Authors: Dr. Brent McKenzie*, University of Guelph
Topics: Business Geography, Cultural Geography, Europe
Keywords: Estonia, Retail Trade, History
Session Type: Paper
Start / End Time: 2:25 PM / 3:40 PM
Room: Granite A, Hyatt Regency, Third Floor
Presentation File: No File Uploaded
Estonia returned to independence in 1991 after decades of forced incorporation into the Soviet Union. A major impact of this transition occurred in the retail sector. Retailing, as a result of the changes in political, economic, and social systems, was one of the most explicit examples of Estonia’s transition. From a period of centralized planning, and chronic shortages of poor-quality products and service, to an open market where both domestic and foreign retail brands completed. This study examines an exemplar of a retailer that successfully brokered these changes and continues to lead the department store sector in Estonia. Tallinna Kaubamaja, (“Tallinn’s Department Store”), was established during Soviet times in 1960, continued to operate throughout transition, a public offering, domestic and international expansion, and into the world of e-commerce.

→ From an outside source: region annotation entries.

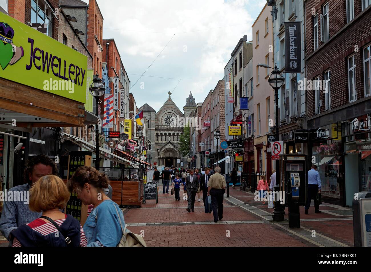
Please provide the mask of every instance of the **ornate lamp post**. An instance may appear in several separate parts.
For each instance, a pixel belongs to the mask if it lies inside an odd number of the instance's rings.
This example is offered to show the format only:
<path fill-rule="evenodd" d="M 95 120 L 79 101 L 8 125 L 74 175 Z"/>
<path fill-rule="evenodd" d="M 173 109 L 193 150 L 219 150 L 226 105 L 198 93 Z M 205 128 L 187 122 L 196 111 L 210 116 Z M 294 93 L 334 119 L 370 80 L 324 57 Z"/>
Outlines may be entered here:
<path fill-rule="evenodd" d="M 98 115 L 98 104 L 99 98 L 103 95 L 105 90 L 104 84 L 102 82 L 102 80 L 99 78 L 98 74 L 95 75 L 93 80 L 93 83 L 89 87 L 89 91 L 90 93 L 95 98 L 95 103 L 96 104 L 96 114 L 97 117 L 100 119 L 100 116 Z M 99 130 L 98 128 L 98 124 L 95 125 L 95 169 L 99 171 Z"/>
<path fill-rule="evenodd" d="M 219 130 L 218 130 L 216 131 L 215 133 L 214 133 L 214 137 L 215 137 L 216 139 L 216 146 L 217 146 L 217 151 L 216 151 L 216 166 L 219 166 L 219 163 L 218 161 L 219 161 L 219 139 L 220 138 L 220 136 L 221 136 L 221 134 L 220 133 L 220 132 L 219 131 Z"/>
<path fill-rule="evenodd" d="M 142 178 L 141 175 L 141 157 L 142 157 L 142 137 L 143 136 L 143 131 L 142 130 L 142 126 L 138 126 L 137 130 L 137 137 L 139 137 L 139 172 L 138 173 L 138 181 Z"/>
<path fill-rule="evenodd" d="M 275 90 L 275 102 L 276 102 L 276 125 L 275 127 L 276 131 L 276 141 L 278 141 L 279 138 L 279 134 L 278 133 L 279 120 L 278 120 L 278 90 L 281 88 L 285 82 L 285 78 L 282 74 L 280 73 L 277 68 L 277 64 L 275 66 L 274 69 L 272 71 L 272 74 L 269 77 L 268 82 L 270 87 Z M 279 162 L 276 166 L 276 179 L 280 184 L 280 165 Z M 282 169 L 283 171 L 283 169 Z M 275 209 L 273 212 L 273 221 L 283 221 L 285 220 L 285 212 L 282 206 L 279 204 L 279 184 L 277 182 L 274 187 L 275 192 L 275 193 L 276 199 L 275 203 Z M 284 185 L 283 185 L 284 186 Z"/>

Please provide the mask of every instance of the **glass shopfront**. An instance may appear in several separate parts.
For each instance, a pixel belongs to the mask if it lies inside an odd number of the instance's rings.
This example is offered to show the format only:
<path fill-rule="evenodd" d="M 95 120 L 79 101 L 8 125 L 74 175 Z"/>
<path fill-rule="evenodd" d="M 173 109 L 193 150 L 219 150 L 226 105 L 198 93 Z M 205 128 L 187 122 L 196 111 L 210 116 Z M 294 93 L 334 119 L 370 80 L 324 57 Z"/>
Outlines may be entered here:
<path fill-rule="evenodd" d="M 371 191 L 371 114 L 343 122 L 345 138 L 346 202 L 355 193 Z"/>
<path fill-rule="evenodd" d="M 311 132 L 311 161 L 317 165 L 319 173 L 322 196 L 329 198 L 330 202 L 332 199 L 339 202 L 344 195 L 340 124 L 335 123 Z"/>

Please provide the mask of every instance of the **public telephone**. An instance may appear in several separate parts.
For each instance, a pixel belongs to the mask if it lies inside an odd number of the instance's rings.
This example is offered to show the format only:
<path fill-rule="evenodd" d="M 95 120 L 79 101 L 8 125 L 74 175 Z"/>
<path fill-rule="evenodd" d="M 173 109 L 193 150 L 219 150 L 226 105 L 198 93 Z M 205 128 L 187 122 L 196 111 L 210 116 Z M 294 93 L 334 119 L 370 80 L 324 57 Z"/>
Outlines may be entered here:
<path fill-rule="evenodd" d="M 290 172 L 291 185 L 291 197 L 293 200 L 298 200 L 299 187 L 300 187 L 300 175 L 298 172 Z"/>

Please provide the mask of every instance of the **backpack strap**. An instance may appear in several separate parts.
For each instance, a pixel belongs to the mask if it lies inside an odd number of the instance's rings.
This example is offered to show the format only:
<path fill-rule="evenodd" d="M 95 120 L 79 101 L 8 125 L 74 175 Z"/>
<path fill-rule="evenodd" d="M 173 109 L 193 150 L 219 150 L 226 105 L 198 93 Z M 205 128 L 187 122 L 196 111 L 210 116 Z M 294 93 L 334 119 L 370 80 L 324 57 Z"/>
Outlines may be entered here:
<path fill-rule="evenodd" d="M 70 239 L 69 237 L 66 236 L 65 234 L 64 234 L 64 232 L 63 232 L 63 231 L 62 230 L 62 229 L 60 228 L 60 227 L 58 226 L 58 224 L 56 223 L 53 220 L 49 217 L 48 217 L 47 216 L 41 216 L 39 218 L 45 218 L 45 219 L 50 221 L 50 222 L 54 225 L 57 228 L 57 229 L 58 230 L 58 231 L 59 231 L 61 234 L 62 234 L 62 235 L 63 235 L 63 237 L 65 238 L 65 241 L 66 241 L 66 242 L 67 244 L 67 246 L 72 245 L 72 244 L 71 244 L 70 245 L 70 244 L 71 243 L 71 239 Z"/>

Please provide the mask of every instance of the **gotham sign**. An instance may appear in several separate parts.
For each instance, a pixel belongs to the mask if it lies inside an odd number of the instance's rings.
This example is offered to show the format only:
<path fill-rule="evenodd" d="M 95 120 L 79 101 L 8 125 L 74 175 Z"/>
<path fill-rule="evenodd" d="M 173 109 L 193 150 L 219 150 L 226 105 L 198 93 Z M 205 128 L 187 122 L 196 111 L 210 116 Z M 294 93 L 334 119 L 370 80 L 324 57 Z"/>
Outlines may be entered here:
<path fill-rule="evenodd" d="M 300 22 L 285 23 L 285 72 L 301 73 Z"/>

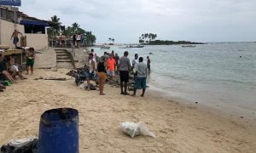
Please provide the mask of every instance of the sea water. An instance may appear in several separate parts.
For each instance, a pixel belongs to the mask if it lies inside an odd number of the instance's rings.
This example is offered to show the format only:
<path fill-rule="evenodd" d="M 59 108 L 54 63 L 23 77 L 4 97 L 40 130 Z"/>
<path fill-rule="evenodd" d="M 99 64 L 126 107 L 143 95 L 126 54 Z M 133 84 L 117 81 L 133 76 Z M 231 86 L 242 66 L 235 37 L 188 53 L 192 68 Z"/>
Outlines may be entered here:
<path fill-rule="evenodd" d="M 183 48 L 161 45 L 144 48 L 95 48 L 123 55 L 130 60 L 138 54 L 151 60 L 149 88 L 191 102 L 239 110 L 255 116 L 256 112 L 256 42 L 215 42 Z M 242 115 L 242 113 L 241 113 Z"/>

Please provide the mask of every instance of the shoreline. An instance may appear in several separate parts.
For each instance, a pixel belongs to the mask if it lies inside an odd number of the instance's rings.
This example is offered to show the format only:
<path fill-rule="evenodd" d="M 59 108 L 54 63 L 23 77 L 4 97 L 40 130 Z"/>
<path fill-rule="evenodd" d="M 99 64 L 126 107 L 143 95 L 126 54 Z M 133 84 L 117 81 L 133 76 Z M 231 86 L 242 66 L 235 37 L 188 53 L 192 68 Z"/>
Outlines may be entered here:
<path fill-rule="evenodd" d="M 201 104 L 176 101 L 150 88 L 144 98 L 134 98 L 120 95 L 119 88 L 106 84 L 106 95 L 99 96 L 98 91 L 76 87 L 73 78 L 66 75 L 67 71 L 36 69 L 33 76 L 27 76 L 28 80 L 19 81 L 0 94 L 1 144 L 11 139 L 38 136 L 40 116 L 46 110 L 72 107 L 79 111 L 80 152 L 256 150 L 255 126 L 244 119 L 232 119 Z M 39 76 L 67 79 L 34 80 Z M 131 139 L 120 132 L 122 122 L 143 122 L 157 137 Z"/>
<path fill-rule="evenodd" d="M 185 104 L 195 104 L 201 105 L 208 109 L 213 109 L 215 110 L 218 110 L 220 113 L 224 113 L 226 116 L 234 116 L 236 117 L 242 117 L 247 118 L 251 122 L 253 122 L 253 124 L 256 125 L 256 110 L 253 108 L 246 108 L 239 105 L 239 104 L 233 103 L 233 104 L 223 104 L 221 102 L 217 102 L 216 104 L 212 103 L 202 103 L 192 100 L 189 96 L 186 98 L 182 95 L 177 95 L 177 94 L 172 91 L 165 91 L 163 88 L 156 87 L 154 83 L 148 83 L 149 85 L 149 89 L 158 92 L 159 94 L 166 96 L 167 98 L 172 99 L 177 101 L 182 101 Z"/>

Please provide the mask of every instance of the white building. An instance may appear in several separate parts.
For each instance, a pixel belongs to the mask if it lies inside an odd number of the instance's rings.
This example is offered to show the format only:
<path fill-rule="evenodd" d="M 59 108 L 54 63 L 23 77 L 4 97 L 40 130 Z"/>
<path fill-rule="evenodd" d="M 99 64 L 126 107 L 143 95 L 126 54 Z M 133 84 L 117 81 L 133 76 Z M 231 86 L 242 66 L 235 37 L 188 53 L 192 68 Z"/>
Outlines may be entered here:
<path fill-rule="evenodd" d="M 15 48 L 10 40 L 13 31 L 17 29 L 26 37 L 26 46 L 35 49 L 48 48 L 46 26 L 49 22 L 30 17 L 18 10 L 18 8 L 0 6 L 0 44 Z M 17 46 L 20 46 L 20 39 Z"/>

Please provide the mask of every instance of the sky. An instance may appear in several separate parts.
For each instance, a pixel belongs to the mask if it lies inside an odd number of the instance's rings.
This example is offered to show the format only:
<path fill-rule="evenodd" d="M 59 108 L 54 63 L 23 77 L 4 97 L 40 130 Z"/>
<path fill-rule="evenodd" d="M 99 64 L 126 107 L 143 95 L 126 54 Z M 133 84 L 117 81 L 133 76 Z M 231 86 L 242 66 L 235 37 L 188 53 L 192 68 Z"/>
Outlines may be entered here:
<path fill-rule="evenodd" d="M 159 40 L 255 42 L 255 0 L 23 0 L 20 10 L 41 20 L 53 15 L 77 22 L 96 42 L 138 42 L 143 33 Z"/>

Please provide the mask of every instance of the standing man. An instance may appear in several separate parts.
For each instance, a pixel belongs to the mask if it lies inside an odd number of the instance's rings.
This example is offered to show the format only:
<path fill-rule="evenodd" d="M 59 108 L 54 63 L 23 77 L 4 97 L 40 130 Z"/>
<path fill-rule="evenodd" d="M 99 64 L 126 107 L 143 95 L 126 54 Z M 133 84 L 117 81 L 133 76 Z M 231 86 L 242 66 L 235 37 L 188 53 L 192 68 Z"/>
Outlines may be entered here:
<path fill-rule="evenodd" d="M 19 34 L 22 36 L 22 33 L 20 33 L 18 30 L 15 29 L 10 38 L 10 40 L 14 38 L 14 44 L 15 45 L 15 48 L 17 48 L 17 43 L 19 42 L 19 37 L 18 37 Z"/>
<path fill-rule="evenodd" d="M 137 58 L 138 58 L 137 54 L 135 54 L 135 55 L 134 55 L 134 60 L 132 60 L 132 68 L 133 68 L 133 69 L 134 69 L 134 68 L 136 69 L 137 65 L 139 63 Z"/>
<path fill-rule="evenodd" d="M 66 42 L 66 36 L 61 34 L 60 37 L 61 39 L 61 48 L 65 48 L 65 42 Z"/>
<path fill-rule="evenodd" d="M 77 35 L 77 45 L 78 45 L 78 48 L 80 48 L 80 44 L 81 44 L 81 33 L 79 33 Z"/>
<path fill-rule="evenodd" d="M 136 69 L 137 69 L 137 65 L 139 63 L 138 60 L 138 55 L 137 54 L 134 54 L 134 60 L 132 60 L 132 71 L 133 71 L 133 74 L 134 74 L 134 81 L 136 80 L 136 76 L 137 76 L 137 73 L 136 73 Z"/>
<path fill-rule="evenodd" d="M 26 56 L 26 75 L 29 74 L 29 70 L 31 71 L 31 74 L 32 75 L 34 71 L 34 63 L 35 63 L 35 57 L 36 57 L 34 48 L 30 48 Z"/>
<path fill-rule="evenodd" d="M 73 35 L 73 48 L 76 48 L 76 42 L 77 42 L 77 36 L 74 34 L 74 35 Z"/>
<path fill-rule="evenodd" d="M 90 53 L 92 54 L 92 59 L 94 61 L 98 62 L 97 61 L 97 54 L 94 52 L 94 49 L 90 49 Z"/>
<path fill-rule="evenodd" d="M 131 63 L 130 59 L 127 57 L 128 54 L 128 51 L 125 51 L 124 53 L 124 56 L 119 60 L 120 88 L 121 94 L 124 95 L 129 95 L 127 93 L 127 82 L 129 82 L 129 71 L 131 70 Z"/>
<path fill-rule="evenodd" d="M 144 97 L 144 94 L 146 91 L 146 80 L 147 80 L 147 65 L 143 63 L 143 58 L 139 58 L 139 64 L 137 65 L 137 78 L 134 82 L 134 90 L 133 94 L 131 96 L 136 96 L 136 91 L 138 88 L 143 88 L 142 97 Z"/>
<path fill-rule="evenodd" d="M 110 54 L 109 59 L 107 61 L 108 65 L 108 76 L 110 76 L 110 81 L 113 80 L 114 76 L 114 68 L 115 68 L 115 60 L 113 59 L 113 54 Z"/>
<path fill-rule="evenodd" d="M 148 71 L 150 71 L 150 63 L 151 63 L 151 60 L 149 59 L 149 56 L 147 56 L 147 66 L 148 66 Z"/>

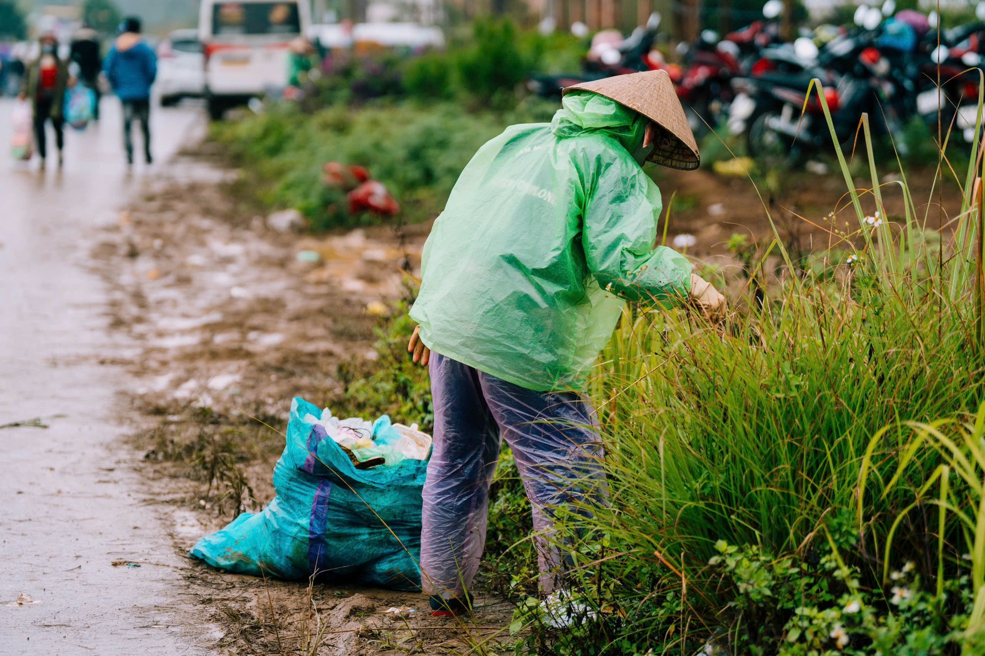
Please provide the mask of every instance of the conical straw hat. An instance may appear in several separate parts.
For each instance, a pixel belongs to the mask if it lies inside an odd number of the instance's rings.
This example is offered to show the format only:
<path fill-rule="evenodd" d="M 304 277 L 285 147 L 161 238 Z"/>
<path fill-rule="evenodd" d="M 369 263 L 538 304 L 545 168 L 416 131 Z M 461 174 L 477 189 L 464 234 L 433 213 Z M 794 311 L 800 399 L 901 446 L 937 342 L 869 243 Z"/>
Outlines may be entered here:
<path fill-rule="evenodd" d="M 684 115 L 667 71 L 644 71 L 565 87 L 563 94 L 589 91 L 635 109 L 664 128 L 648 160 L 671 168 L 691 170 L 701 164 L 694 135 Z"/>

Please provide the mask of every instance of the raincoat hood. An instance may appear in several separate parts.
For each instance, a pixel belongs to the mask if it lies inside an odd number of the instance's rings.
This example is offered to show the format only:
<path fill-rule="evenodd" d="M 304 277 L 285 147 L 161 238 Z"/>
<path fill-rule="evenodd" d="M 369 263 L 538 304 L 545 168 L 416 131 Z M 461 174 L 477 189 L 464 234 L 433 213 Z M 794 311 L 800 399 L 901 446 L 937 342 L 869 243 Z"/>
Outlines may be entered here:
<path fill-rule="evenodd" d="M 687 297 L 690 263 L 654 247 L 663 204 L 635 153 L 647 120 L 572 92 L 552 123 L 479 149 L 422 254 L 411 317 L 429 349 L 527 389 L 582 390 L 624 300 Z"/>
<path fill-rule="evenodd" d="M 555 112 L 551 132 L 559 139 L 602 133 L 632 155 L 643 143 L 645 116 L 616 100 L 591 92 L 567 94 Z"/>
<path fill-rule="evenodd" d="M 116 50 L 123 53 L 137 45 L 137 43 L 140 43 L 140 34 L 134 32 L 124 32 L 116 37 Z"/>

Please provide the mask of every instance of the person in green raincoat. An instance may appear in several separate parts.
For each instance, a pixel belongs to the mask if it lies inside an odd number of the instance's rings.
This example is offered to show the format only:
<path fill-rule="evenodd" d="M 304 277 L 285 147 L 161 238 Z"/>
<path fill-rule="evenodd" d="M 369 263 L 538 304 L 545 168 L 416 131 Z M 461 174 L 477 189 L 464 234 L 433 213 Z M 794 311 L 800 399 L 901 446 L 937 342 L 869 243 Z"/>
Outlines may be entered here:
<path fill-rule="evenodd" d="M 687 258 L 654 247 L 662 202 L 643 163 L 699 164 L 667 73 L 569 87 L 561 104 L 479 149 L 425 244 L 409 351 L 434 403 L 421 541 L 434 615 L 470 607 L 501 436 L 533 507 L 545 603 L 571 621 L 568 558 L 548 536 L 556 508 L 605 494 L 588 371 L 626 300 L 725 309 Z"/>

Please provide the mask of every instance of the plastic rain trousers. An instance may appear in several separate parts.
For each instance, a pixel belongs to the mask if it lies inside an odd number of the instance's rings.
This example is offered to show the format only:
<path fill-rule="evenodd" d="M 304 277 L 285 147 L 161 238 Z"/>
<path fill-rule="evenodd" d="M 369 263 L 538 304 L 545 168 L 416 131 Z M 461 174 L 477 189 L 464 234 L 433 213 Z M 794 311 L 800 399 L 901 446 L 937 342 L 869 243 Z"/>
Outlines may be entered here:
<path fill-rule="evenodd" d="M 486 543 L 500 435 L 513 450 L 534 512 L 545 592 L 563 587 L 567 558 L 552 539 L 554 509 L 587 512 L 605 494 L 595 413 L 573 392 L 535 392 L 432 354 L 434 446 L 424 489 L 421 583 L 463 598 Z"/>
<path fill-rule="evenodd" d="M 592 93 L 514 125 L 462 171 L 425 245 L 411 316 L 435 353 L 528 389 L 581 389 L 623 299 L 687 296 L 657 238 L 660 190 L 632 153 L 646 119 Z"/>

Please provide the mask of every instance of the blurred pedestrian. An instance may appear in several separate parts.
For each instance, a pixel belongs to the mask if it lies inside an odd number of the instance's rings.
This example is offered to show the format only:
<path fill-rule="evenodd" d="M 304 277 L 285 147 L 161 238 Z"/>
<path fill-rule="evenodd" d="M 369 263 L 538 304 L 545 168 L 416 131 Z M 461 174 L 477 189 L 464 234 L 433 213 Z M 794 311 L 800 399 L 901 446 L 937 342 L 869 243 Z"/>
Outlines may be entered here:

Utilizing case study methods, this research examines how Tallinna Kaubamaja pursued the traditional retailing model of branch expansion, both in Estonia and internationally, and then into the e-commerce sector. This research analyzes Tallinna Kaubamaja’s focus on distribution in a small geographic market, as well as a market with a large, Russian ethnic population. This non-trivial customer base represented a number of challenges with respect to retailing to a population sector still linked to Estonia’s difficult past.
The case findings were drawn from Tallinna Kaubamaja archives, interviews by the author with former and current employees, and consumer shopping surveys. Contributions of this study focus on the interrelated roles of retail location, retail format, geography, history, and country of origin, on retailer brand success.